Наталия Лукинична мелкими шажками, придерживаясь за перила, спустилась с крыльца и засеменила по заснеженному насту парковой дорожки. С болью в душе за эту маленькую, но стойкую женщину, Айгуль выбежала на крыльцо и сложив ладони у рта крикнула:
– Я приду, бабуленька!…
Старушка, потоптавшись на месте обернулась и, стянув с руки рукавичку, перекрестила девушку, замахав палкой, требуя, чтобы она скорее вернулась в тепло.
* * *
К вечеру, Вера Николаевна оповестила тех, кого Татьяна Ивановна направила на вакцинацию. К семи часам она сделала прививку от гриппа двоим из списка, оставался охранник Сергей, тот самый, который так неосторожно пропустил её супруга в ночное время к ней в процедурную. Надо сказать, что между ними, за эти дни, возникло нечто похожее на отношение двух симпатизирующих людей. При встрече они дружески приветствовали друг друга, обмениваясь тёплыми взглядами. И в этот день, Вера Николаевна, не ограничиваясь телефонным звонком на вахту охраны, сама спустилась на первый этаж и пригласила Сергея зайти на прививку в процедурный кабинет на первом этаже.

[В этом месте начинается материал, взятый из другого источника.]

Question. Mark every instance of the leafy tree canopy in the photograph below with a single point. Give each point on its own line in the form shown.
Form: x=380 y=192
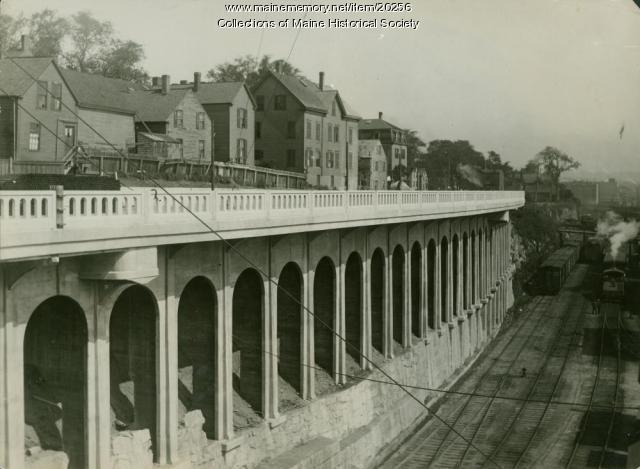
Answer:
x=80 y=42
x=250 y=69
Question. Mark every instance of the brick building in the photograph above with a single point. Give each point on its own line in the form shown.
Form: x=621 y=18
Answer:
x=167 y=115
x=303 y=126
x=372 y=165
x=232 y=109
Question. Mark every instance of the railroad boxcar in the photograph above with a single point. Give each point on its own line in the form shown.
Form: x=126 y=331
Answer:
x=556 y=268
x=613 y=284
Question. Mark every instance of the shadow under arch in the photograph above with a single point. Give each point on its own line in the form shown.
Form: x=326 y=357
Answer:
x=55 y=378
x=133 y=362
x=197 y=310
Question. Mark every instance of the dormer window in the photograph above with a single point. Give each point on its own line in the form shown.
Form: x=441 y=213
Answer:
x=280 y=103
x=178 y=119
x=43 y=87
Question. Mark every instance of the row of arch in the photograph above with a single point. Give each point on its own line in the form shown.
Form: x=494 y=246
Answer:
x=55 y=345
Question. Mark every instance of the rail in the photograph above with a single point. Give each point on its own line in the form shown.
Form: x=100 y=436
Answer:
x=30 y=218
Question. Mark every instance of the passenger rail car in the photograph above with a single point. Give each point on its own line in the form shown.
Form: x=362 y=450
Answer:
x=613 y=284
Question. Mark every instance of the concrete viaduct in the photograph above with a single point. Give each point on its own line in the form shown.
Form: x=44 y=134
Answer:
x=121 y=314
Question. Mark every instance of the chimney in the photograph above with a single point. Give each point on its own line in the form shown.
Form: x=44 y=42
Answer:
x=23 y=50
x=166 y=83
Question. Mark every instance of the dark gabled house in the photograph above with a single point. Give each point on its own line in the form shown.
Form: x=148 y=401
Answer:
x=231 y=108
x=303 y=126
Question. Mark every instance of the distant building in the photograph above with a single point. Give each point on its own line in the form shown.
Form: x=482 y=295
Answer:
x=372 y=165
x=231 y=107
x=392 y=137
x=303 y=126
x=165 y=116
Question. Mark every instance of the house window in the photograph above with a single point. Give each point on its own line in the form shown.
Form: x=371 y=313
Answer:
x=329 y=159
x=291 y=158
x=42 y=95
x=308 y=156
x=34 y=137
x=280 y=103
x=200 y=120
x=242 y=118
x=178 y=119
x=56 y=101
x=241 y=150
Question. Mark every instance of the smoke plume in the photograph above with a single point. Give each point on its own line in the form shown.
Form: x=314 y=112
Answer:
x=470 y=173
x=617 y=231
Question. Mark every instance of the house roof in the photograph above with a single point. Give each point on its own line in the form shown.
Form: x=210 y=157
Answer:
x=153 y=106
x=312 y=97
x=376 y=124
x=217 y=93
x=158 y=137
x=16 y=82
x=98 y=92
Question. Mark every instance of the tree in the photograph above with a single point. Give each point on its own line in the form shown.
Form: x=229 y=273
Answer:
x=121 y=61
x=554 y=162
x=10 y=31
x=46 y=31
x=443 y=161
x=90 y=39
x=250 y=69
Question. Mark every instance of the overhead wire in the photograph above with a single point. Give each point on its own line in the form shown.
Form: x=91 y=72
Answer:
x=250 y=263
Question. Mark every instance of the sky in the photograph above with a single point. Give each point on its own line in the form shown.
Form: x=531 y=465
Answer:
x=511 y=76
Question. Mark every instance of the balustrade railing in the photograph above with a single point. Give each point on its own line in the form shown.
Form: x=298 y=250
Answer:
x=28 y=211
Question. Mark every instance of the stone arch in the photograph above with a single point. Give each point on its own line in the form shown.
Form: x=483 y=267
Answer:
x=455 y=273
x=474 y=263
x=289 y=303
x=353 y=306
x=324 y=304
x=416 y=288
x=247 y=324
x=55 y=371
x=397 y=292
x=431 y=283
x=444 y=279
x=465 y=271
x=377 y=299
x=132 y=361
x=197 y=310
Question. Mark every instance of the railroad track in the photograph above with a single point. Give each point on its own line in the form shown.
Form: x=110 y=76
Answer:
x=592 y=444
x=526 y=423
x=433 y=436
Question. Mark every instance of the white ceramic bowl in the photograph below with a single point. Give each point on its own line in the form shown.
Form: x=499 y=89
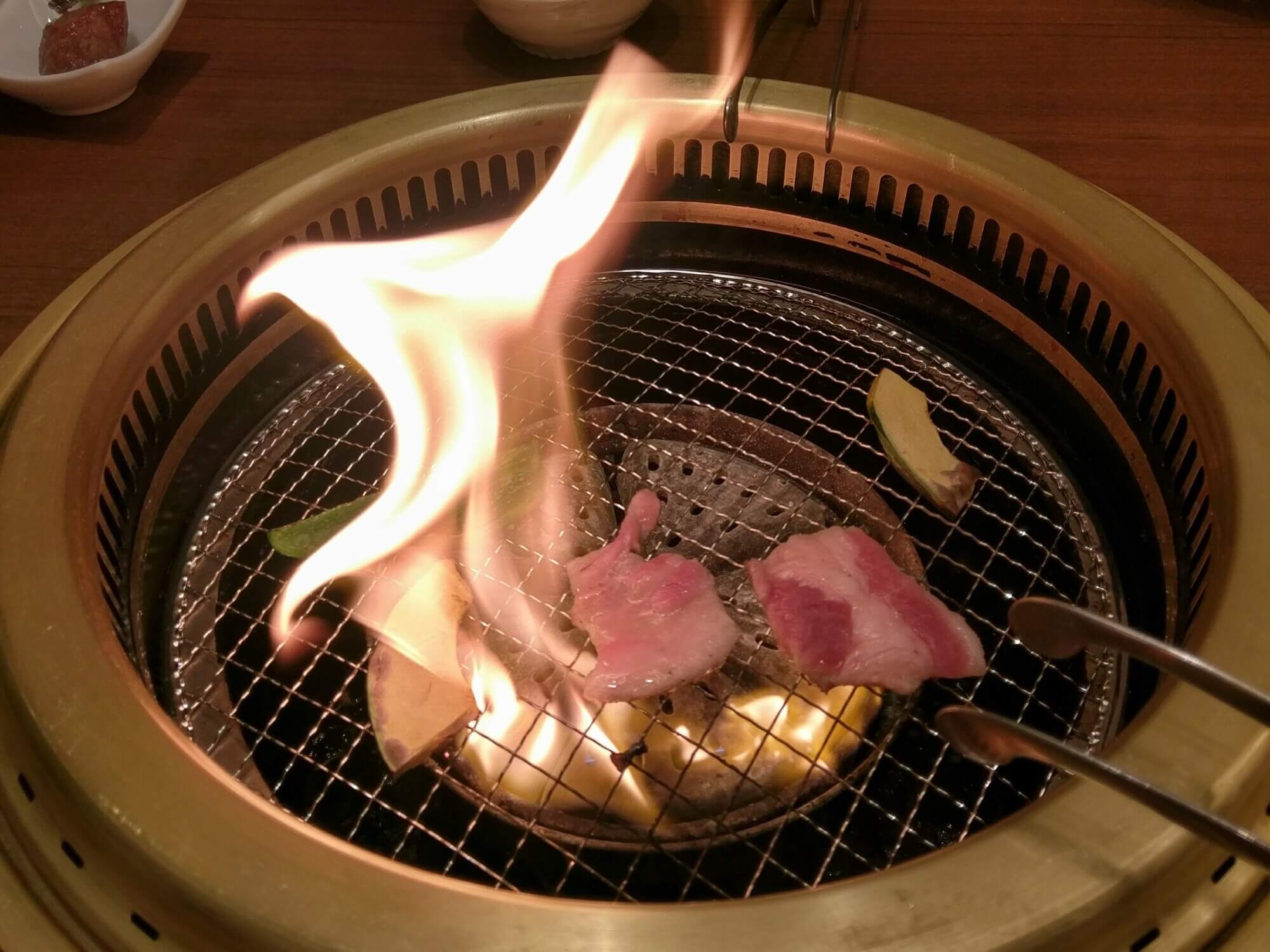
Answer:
x=562 y=30
x=93 y=88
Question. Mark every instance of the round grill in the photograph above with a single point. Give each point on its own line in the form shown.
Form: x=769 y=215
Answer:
x=299 y=731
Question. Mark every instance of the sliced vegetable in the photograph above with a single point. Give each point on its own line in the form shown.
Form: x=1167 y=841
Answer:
x=300 y=540
x=416 y=690
x=904 y=421
x=514 y=483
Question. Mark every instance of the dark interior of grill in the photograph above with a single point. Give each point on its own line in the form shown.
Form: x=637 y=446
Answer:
x=758 y=350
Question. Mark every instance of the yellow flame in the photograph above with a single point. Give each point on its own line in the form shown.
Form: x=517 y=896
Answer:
x=431 y=321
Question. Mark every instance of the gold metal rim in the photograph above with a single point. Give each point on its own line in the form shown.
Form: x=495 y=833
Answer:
x=1081 y=869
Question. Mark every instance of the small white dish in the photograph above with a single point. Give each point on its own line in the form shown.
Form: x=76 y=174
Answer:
x=93 y=88
x=563 y=30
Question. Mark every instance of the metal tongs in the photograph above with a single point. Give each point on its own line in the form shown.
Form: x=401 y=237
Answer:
x=732 y=107
x=1059 y=630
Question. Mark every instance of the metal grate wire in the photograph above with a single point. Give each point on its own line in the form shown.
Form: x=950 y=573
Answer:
x=299 y=731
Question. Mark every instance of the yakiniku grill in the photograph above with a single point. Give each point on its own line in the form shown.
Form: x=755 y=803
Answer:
x=170 y=777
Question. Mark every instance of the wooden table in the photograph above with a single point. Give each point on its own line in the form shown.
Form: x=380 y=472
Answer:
x=1165 y=103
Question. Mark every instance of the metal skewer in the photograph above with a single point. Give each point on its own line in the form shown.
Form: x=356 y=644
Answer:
x=831 y=115
x=1060 y=630
x=994 y=741
x=732 y=106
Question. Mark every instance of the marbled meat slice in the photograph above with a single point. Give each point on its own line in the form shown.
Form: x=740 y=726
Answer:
x=849 y=616
x=656 y=624
x=83 y=37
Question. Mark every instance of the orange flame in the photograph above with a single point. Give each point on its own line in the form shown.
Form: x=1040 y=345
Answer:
x=430 y=321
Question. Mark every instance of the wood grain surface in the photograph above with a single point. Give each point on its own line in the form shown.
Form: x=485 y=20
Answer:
x=1165 y=103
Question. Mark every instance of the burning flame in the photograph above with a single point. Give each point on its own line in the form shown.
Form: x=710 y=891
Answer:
x=432 y=321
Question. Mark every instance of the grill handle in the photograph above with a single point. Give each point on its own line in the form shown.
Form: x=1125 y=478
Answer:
x=1056 y=629
x=993 y=739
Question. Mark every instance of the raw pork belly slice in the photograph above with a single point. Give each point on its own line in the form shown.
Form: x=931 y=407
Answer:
x=849 y=616
x=656 y=624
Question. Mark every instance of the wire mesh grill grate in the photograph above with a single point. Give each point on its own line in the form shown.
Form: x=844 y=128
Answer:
x=299 y=731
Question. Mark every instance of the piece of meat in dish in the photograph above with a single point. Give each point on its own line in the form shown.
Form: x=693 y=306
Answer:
x=849 y=616
x=656 y=624
x=83 y=37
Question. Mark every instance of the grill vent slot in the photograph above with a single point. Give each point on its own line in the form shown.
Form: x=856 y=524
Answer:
x=431 y=201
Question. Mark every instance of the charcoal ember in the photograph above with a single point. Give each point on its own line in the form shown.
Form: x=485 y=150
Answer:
x=83 y=37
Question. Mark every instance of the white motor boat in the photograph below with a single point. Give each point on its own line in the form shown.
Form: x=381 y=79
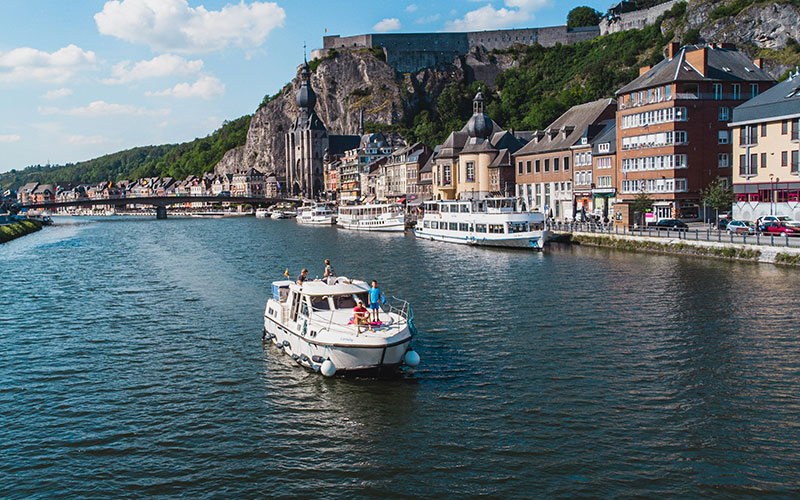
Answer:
x=375 y=217
x=488 y=222
x=318 y=213
x=283 y=214
x=313 y=323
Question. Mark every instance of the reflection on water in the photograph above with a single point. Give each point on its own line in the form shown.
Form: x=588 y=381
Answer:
x=134 y=367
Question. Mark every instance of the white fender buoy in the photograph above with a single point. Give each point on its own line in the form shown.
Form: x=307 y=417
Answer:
x=411 y=358
x=328 y=368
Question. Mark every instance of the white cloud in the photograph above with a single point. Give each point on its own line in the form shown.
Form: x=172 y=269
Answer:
x=27 y=64
x=388 y=24
x=206 y=87
x=487 y=17
x=429 y=19
x=85 y=140
x=7 y=139
x=56 y=94
x=172 y=25
x=102 y=108
x=160 y=66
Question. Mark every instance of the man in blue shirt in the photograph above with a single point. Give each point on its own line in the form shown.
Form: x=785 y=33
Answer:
x=375 y=298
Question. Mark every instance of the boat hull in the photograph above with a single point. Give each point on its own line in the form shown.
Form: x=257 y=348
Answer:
x=367 y=359
x=532 y=241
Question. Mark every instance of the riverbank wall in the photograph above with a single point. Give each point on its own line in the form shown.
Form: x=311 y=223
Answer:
x=789 y=256
x=15 y=230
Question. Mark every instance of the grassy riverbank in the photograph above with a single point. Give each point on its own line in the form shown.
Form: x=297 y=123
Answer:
x=9 y=232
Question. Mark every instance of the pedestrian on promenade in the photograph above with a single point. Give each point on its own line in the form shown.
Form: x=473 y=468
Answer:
x=375 y=299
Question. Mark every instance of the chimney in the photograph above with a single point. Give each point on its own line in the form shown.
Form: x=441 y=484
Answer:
x=699 y=60
x=673 y=49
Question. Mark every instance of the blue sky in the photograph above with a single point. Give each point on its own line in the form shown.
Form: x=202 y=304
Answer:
x=79 y=79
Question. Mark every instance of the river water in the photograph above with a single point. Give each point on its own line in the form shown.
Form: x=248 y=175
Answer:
x=132 y=366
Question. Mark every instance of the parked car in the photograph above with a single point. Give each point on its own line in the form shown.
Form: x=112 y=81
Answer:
x=778 y=218
x=780 y=229
x=675 y=224
x=741 y=227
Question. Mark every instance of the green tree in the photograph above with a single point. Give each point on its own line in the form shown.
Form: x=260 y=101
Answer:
x=582 y=16
x=641 y=205
x=718 y=196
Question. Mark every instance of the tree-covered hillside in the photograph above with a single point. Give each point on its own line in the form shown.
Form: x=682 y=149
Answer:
x=173 y=160
x=546 y=82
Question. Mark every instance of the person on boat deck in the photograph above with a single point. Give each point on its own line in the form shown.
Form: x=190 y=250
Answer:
x=375 y=299
x=330 y=274
x=360 y=316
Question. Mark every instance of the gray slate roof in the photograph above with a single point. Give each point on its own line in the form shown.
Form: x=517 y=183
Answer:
x=578 y=117
x=723 y=65
x=782 y=100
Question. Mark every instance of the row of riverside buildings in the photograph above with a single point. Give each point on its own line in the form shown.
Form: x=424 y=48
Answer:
x=705 y=112
x=250 y=183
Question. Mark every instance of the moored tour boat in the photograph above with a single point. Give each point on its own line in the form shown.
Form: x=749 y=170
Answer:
x=318 y=213
x=488 y=222
x=313 y=323
x=375 y=217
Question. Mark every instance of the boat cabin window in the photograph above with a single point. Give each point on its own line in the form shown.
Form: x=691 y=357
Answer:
x=518 y=227
x=320 y=303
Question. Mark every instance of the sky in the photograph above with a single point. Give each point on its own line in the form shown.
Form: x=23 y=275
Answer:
x=84 y=78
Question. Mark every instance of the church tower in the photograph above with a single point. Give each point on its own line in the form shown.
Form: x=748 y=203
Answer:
x=306 y=142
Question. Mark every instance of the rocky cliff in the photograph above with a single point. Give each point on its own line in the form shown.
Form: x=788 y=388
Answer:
x=347 y=84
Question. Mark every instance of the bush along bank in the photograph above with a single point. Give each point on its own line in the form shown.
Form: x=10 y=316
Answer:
x=681 y=248
x=14 y=230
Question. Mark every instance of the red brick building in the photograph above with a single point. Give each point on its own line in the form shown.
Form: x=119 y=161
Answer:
x=672 y=126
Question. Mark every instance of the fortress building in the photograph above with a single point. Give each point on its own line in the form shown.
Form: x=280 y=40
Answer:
x=307 y=142
x=411 y=52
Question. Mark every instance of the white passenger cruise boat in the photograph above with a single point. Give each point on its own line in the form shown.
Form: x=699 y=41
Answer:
x=375 y=217
x=488 y=222
x=313 y=323
x=318 y=213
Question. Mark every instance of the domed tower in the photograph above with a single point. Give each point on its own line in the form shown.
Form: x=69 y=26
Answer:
x=479 y=126
x=306 y=142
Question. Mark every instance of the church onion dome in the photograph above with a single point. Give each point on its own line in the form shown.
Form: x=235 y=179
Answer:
x=479 y=125
x=306 y=97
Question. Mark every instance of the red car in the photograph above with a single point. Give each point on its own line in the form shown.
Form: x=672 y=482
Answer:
x=780 y=229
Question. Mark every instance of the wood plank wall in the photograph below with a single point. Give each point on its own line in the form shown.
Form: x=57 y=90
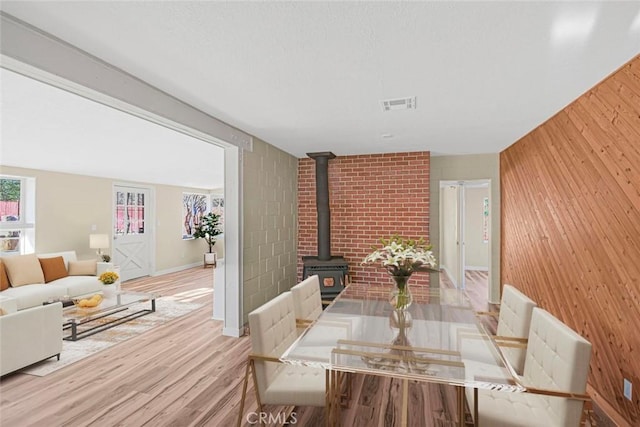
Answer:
x=571 y=226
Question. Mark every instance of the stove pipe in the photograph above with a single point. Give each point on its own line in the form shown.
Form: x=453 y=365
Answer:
x=322 y=203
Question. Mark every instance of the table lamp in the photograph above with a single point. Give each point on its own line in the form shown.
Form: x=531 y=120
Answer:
x=99 y=242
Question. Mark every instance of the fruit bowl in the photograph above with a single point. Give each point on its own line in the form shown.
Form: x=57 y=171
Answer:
x=88 y=301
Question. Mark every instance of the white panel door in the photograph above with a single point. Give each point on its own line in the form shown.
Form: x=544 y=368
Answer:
x=132 y=235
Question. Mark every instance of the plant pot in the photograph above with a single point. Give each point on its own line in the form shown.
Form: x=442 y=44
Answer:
x=210 y=259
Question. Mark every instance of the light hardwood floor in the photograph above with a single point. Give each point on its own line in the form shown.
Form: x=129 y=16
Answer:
x=185 y=373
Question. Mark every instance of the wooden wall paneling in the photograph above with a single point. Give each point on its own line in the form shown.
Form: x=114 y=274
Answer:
x=571 y=226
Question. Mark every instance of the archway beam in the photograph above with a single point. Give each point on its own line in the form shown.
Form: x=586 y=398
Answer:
x=36 y=54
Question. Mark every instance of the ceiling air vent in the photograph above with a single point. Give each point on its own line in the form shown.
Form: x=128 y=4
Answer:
x=399 y=104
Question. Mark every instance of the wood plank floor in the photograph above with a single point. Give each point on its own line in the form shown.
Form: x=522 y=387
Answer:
x=185 y=373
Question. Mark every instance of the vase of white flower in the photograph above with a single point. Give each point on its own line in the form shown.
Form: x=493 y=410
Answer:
x=400 y=297
x=401 y=258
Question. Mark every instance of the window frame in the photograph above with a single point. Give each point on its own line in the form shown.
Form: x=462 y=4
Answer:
x=26 y=223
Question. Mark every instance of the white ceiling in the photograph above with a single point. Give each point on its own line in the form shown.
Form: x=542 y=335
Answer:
x=44 y=127
x=309 y=76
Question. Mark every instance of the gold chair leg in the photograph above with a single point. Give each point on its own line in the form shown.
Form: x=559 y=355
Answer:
x=244 y=392
x=460 y=391
x=405 y=402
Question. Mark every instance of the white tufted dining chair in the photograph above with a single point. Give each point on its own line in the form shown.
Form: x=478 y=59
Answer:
x=307 y=300
x=513 y=325
x=273 y=330
x=555 y=375
x=514 y=320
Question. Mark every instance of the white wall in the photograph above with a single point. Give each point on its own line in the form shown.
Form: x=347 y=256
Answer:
x=471 y=167
x=67 y=206
x=448 y=247
x=476 y=255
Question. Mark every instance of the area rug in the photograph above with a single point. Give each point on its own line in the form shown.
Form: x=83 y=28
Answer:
x=167 y=309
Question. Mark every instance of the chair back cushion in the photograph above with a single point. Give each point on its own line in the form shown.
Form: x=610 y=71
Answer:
x=273 y=330
x=557 y=359
x=307 y=300
x=514 y=321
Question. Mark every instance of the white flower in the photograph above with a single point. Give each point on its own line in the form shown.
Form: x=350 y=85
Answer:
x=402 y=256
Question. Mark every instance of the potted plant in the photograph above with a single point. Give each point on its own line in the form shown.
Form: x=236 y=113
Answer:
x=208 y=228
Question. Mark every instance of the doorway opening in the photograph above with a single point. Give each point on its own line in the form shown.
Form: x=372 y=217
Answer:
x=465 y=237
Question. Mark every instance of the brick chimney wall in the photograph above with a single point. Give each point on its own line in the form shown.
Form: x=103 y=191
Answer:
x=370 y=196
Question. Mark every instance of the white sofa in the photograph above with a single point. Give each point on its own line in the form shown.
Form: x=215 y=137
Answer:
x=28 y=336
x=32 y=295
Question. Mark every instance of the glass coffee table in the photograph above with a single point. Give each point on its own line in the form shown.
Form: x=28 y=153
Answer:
x=83 y=322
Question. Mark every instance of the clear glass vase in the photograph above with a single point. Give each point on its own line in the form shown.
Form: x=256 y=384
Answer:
x=400 y=297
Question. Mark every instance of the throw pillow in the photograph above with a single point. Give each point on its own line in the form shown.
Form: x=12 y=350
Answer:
x=83 y=268
x=4 y=280
x=23 y=270
x=53 y=268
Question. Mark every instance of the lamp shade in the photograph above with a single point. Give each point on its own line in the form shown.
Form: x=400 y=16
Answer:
x=98 y=241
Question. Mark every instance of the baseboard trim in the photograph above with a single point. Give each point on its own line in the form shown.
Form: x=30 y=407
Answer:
x=476 y=268
x=606 y=407
x=176 y=269
x=231 y=332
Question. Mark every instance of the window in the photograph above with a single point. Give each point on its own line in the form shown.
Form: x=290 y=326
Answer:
x=17 y=215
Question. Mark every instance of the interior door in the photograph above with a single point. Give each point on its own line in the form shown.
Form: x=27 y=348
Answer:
x=451 y=239
x=132 y=235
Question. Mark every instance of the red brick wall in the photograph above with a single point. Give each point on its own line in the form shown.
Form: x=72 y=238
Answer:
x=371 y=196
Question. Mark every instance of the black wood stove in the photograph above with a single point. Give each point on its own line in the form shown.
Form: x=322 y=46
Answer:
x=331 y=270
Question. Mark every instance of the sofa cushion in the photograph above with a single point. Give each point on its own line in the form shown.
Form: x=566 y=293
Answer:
x=66 y=255
x=23 y=270
x=83 y=268
x=53 y=268
x=77 y=285
x=31 y=295
x=8 y=305
x=4 y=279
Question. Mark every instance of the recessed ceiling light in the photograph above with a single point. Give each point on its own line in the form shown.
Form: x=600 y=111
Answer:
x=408 y=103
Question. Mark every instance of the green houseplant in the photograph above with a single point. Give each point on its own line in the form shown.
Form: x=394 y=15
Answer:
x=208 y=228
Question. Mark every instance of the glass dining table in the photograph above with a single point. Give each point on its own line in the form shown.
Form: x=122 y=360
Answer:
x=437 y=339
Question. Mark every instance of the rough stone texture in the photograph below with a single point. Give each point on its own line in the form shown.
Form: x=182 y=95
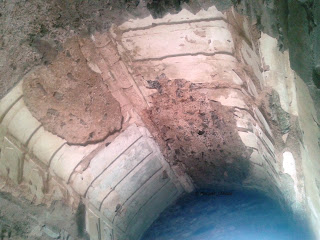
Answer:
x=198 y=81
x=199 y=133
x=70 y=100
x=21 y=220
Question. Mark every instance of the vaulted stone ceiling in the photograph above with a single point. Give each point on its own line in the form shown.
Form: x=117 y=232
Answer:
x=124 y=107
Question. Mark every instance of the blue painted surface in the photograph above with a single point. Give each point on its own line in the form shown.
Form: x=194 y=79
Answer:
x=226 y=216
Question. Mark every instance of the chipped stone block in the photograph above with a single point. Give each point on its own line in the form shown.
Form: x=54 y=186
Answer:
x=249 y=139
x=11 y=161
x=264 y=140
x=50 y=232
x=56 y=191
x=106 y=232
x=12 y=112
x=67 y=158
x=124 y=191
x=44 y=145
x=23 y=125
x=149 y=212
x=184 y=39
x=251 y=59
x=139 y=199
x=228 y=97
x=262 y=120
x=93 y=225
x=110 y=54
x=117 y=172
x=83 y=178
x=34 y=178
x=197 y=69
x=256 y=158
x=183 y=15
x=121 y=75
x=9 y=100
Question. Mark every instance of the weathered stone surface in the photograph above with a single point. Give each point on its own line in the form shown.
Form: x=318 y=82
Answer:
x=23 y=125
x=67 y=97
x=44 y=145
x=34 y=178
x=11 y=161
x=198 y=133
x=9 y=100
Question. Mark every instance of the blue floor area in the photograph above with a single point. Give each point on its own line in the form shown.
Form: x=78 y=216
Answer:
x=226 y=216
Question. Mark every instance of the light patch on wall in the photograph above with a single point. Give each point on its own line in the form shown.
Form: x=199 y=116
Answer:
x=289 y=167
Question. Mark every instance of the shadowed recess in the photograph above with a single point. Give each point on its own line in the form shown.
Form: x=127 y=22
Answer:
x=227 y=215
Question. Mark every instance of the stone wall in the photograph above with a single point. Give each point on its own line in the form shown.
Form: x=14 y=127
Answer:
x=206 y=101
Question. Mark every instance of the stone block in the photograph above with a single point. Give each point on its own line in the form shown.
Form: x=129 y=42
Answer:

– Здравствуй, Серёжа, мне необходимо тебе сделать плановую прививку от гриппа.
Сергей с готовностью вскочил со стула, готовый тут же стянуть с себя свою униформу.
– Нет, не сейчас и не здесь. Давай позже, чтобы тебе не отлучаться со своего поста надолго, я после отбоя сама спущусь в пятый кабинет и позову тебя, заодно кофейку по чашечке выпьем, – при этом она дружески потрепала Сергея по плечу и многообещающе улыбнулась, уходя по коридору, плавно покачивая бёдрами. Сергей заворожено проводил взглядом медсестру и, садясь на стул, отёр рукавом куртки влажный лоб.
Прежде чем уйти домой, Айгуль поднялась на третий этаж и оставила Вере ключ от своей процедурной, пожелав ей спокойной ночи, она ушла. Проходя мимо Пашкиной палаты, с тяжестью на сердце, стараясь не глядеть в сторону двери, девушка подошла к окну и недолго постояла, глядя за тёмное стекло во двор больницы. Айгуль всё казалось, что вот сейчас, Пашка положит руки ей на талию и ткнётся губами в шею. Горько вздохнув, она отправилась вниз по лестнице к выходу из больницы.
«Буду любить я тебя вечно,
В следующей жизни с тобой, может, я встречусь
И говорят, что разлука лечит,
Только разлука сама есть эта вечность.
Встречусь ли я с тобой, точно не знаю
Хоть говорит моё сердце, что я с тобой встречусь
Только разлука она, штука такая
Кого-то лечит она, кого-то калечит».
– Одним бы глазком взглянуть, думала Айгуль про себя, на кого этот охламон променял её. Может и зря она так резко оттолкнула Пашку от себя. Но терпеть его измены и быть одной из числа его баб. Нет, всё правильно она сделала, порвав с ним. Жалко Наталию Лукиничну оставлять одну, с надеждой примирить её с Павлом. Хотелось бы верить, что всё обойдётся, как сказала Татьяна Ивановна, что Бог дав ей ребёнка, и в остальном их не оставит. Возможно предложение Наталии Лукиничны о переезде к ней, это и есть Проведение Божие. Как ни тяжело, но ради ребёнка, Айгуль сделает это.
Пройдя по палатам, Вера проследила за исполнением назначений для больных, пожелав подопечным спокойной ночи, потушила свет. Подождав с полчаса, она, захватив с собой медикаменты для укола, пакетик обещанного кофе, спустилась на первый этаж. В полутёмном коридоре женщина открыла процедурный кабинет и подготовив всё необходимое, пошла на вахту, освещённую светильниками люминесцентных ламп, пригласить к себе Сергея.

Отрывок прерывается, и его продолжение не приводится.